Immigration in “Flashlight” becomes its own filter, all characters forced to live in spaces between cultures, only seeing fragments of each. Serk, Korean by heritage but born in Japan, is an immigrant everywhere he goes: between nations, between languages, between selves. Anne’s time in Japan casts her as an outsider in both body and tongue, isolated not just by culture but by circumstance. Even after returning to America, her wheelchair becomes its own kind of border, separating her from the world she thought she knew. Louisa inherits this displacement in a different register. In Japan, she is too American; in America, too Korean. No matter how fluently she learns the steps — language, manners and literal choreography — she remains unsynchronized.
“Flashlight” wants us to know that we are shaped, irrevocably, by the forces we cannot see. The gaps are forcibly wedged open between all — father, daughter and wife — bound by love and distanced by a constant, quiet unknowing. Gaps of kinship between every emigration and subsequent exile, ultimately elucidating the vastness between belonging and orbiting — these liminal spaces form the restricted scope in which an identity can grow: Louisa’s confounding lack of a father, Anne’s all-consuming illness and every character embodying the immigrant. As the book begins jumping forward in time, the reader feels this acutely — we are being intentionally left out, meant to grope around in the dark to learn what we missed in the time between. In “Flashlight,” absence is not void — it is architecture. Choi invites us into the architecture of the invisible, and while the light does not touch everything, it reveals where we must live within.

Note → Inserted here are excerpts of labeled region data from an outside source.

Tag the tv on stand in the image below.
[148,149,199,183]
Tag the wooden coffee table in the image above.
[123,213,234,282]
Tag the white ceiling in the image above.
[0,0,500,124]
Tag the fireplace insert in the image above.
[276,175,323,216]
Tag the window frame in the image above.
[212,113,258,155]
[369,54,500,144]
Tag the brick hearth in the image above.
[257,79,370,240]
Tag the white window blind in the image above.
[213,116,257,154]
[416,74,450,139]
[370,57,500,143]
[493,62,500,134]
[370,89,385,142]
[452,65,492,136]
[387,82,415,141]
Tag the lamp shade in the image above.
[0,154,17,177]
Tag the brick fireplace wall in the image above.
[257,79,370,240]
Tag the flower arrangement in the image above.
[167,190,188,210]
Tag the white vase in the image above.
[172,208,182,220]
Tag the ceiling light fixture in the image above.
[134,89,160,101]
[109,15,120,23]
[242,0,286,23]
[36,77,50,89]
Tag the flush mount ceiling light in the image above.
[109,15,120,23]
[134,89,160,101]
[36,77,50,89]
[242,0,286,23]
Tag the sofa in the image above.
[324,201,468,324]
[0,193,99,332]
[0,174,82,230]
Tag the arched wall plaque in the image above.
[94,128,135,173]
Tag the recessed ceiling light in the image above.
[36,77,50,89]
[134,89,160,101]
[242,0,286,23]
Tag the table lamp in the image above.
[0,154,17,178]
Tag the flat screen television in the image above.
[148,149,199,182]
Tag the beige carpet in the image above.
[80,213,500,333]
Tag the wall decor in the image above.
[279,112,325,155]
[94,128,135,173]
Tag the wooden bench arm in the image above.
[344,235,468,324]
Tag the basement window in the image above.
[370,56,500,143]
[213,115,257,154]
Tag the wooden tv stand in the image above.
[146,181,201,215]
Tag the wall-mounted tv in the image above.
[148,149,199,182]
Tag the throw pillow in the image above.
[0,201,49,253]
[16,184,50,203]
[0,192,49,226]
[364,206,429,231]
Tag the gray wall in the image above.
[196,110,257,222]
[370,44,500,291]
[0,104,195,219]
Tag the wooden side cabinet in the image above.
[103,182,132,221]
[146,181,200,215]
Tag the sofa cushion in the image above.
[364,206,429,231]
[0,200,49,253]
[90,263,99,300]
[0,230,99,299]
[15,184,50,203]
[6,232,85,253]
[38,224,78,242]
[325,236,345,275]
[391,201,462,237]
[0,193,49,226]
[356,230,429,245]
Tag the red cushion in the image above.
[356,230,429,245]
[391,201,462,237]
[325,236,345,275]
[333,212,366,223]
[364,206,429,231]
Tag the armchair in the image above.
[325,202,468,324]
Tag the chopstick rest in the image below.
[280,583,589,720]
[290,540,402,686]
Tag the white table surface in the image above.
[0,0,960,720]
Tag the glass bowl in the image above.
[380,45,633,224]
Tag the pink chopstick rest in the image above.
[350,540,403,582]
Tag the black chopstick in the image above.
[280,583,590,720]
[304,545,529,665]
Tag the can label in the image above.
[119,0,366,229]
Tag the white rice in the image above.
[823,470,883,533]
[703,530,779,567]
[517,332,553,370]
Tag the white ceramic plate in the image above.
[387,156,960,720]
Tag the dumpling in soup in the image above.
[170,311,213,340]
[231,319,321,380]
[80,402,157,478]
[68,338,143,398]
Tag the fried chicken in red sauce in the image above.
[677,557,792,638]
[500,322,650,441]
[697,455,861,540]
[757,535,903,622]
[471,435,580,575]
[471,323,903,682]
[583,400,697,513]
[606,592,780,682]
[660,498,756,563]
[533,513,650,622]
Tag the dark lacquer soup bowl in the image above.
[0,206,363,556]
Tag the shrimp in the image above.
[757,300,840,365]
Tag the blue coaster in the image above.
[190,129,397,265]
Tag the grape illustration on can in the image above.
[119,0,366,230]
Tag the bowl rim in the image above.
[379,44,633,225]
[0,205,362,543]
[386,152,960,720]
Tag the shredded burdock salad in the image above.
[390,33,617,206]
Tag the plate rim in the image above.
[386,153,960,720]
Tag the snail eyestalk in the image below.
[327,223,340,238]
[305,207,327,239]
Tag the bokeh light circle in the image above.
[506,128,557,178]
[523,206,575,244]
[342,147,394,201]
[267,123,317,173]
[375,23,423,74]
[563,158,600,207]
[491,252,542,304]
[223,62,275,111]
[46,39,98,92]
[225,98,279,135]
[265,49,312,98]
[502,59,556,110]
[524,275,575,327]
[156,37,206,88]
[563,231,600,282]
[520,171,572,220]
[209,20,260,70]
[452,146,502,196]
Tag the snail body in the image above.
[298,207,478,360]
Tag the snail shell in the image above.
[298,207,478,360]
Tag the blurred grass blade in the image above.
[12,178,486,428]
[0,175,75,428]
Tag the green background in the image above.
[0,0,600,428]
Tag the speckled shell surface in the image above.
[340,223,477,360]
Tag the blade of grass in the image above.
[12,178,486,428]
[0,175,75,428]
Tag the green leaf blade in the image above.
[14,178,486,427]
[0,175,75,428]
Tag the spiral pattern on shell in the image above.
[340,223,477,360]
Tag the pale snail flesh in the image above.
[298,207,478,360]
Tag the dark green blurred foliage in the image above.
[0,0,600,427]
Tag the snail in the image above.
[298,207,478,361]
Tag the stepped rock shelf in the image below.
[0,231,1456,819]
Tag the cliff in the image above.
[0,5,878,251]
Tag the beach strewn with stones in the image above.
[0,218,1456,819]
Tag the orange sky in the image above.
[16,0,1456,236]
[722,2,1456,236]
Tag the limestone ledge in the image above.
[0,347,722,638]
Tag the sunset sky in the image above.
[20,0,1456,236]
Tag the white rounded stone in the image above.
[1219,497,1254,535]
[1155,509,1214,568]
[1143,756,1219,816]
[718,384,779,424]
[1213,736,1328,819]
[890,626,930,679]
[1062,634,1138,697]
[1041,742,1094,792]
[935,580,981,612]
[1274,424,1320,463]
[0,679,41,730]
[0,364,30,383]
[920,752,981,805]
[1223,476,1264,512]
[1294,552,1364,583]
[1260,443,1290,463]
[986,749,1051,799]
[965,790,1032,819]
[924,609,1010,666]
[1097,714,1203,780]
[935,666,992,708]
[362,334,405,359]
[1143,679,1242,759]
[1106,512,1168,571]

The characters throughout the narrative are startlingly real, their pain tangible and their relationships achingly familiar. Choi writes with precision and empathy, flickering between characters and generations to demonstrate how imperfect perception shapes our lives. Every memory in the novel wobbles like a beam through fog, revealing and obscuring truth in equal parts. Migration, too, becomes an act of partial sight: To leave one home and enter another is to live between understandings, to translate the self again and again. Each of Choi’s characters is, in their own way, an immigrant. Together, they inhabit the novel’s central truth: the feeling of forever standing at the edge of understanding, never quite inside the light.